La réflexion a été lancée hier entre le secrétariat de la convention et le ministère de l'Eau et de l'Energie.

Le Cameroun a manifesté son ambition de ratifier la convention sur l'eau. Hier à Yaoundé, il s'est ouvert, pour deux jours, un atelier d'information et de partage sur la convention des Nations unies de 1992 relative à la protection et à l'utilisation des cours d'eau transfrontaliers et des lacs internationaux encore appelée convention sur l'eau d'Helsinki.

L'objectif, aux termes des assises qui s'achèvent aujourd'hui, doter le Cameroun d'instruments pouvant lui permettre de mieux préparer son adhésion à cette convention.

Il s'agit en fait d'un instrument juridique de coopération visant à prévenir et à maîtriser la pollution des cours d'eau transfrontaliers et des lacs internationaux tout en assurant une utilisation rationnelle des ressources en eau dans la perspective du développement durable.

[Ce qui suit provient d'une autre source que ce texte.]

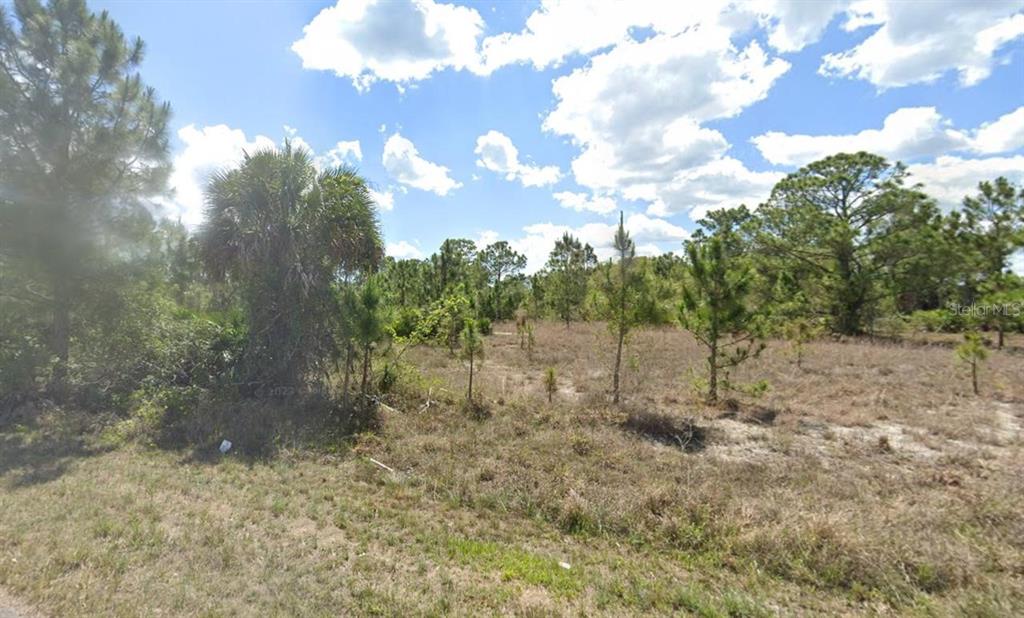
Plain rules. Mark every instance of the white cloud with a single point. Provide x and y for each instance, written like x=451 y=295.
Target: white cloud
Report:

Mettant l'ambition du Cameroun dans son contexte, Gaston Eloundou Essomba, ministre de l'Eau et de l'Energie qui présidait cette cérémonie en présence du chef de délégation de l'Union européenne et de la coordinatrice du système des Nations unies au Cameroun, a rappelé que l'espace Ceeac constitue la région la plus arrosée du continent avec six cours d'eau, cinq lacs et 17 systèmes aquifères.

« Cependant, malgré ce riche potentiel, la région reste encore confrontée aux problèmes liés à la mobilisation de la ressource en eau pour l'alimentation, l'agriculture et l'hydroélectricité. Le grand défi réside donc dans la manière de réaliser une gestion durable et efficiente de nos ressources en eau », a précisé Gaston Eloundou Essomba.

Si le Cameroun ratifie cet accord, il sera le deuxième pays de la sous-région après le Tchad. Ce qui lui accordera comme, avantage «le renforcement de la gouvernance au niveau national, l'amélioration de la coopération avec les pays voisins.

La convention pourrait aussi donner l'opportunité au Cameroun d'accéder aux financements parce que c'est une base pour les investisseurs et aussi elle pourrait aider à la prévention de la gestion des conflits et aussi montrer l'engagement du Cameroun pour les questions de l'eau et de la paix », explique Sonja Koeppel, secrétaire de la convention sur l'eau.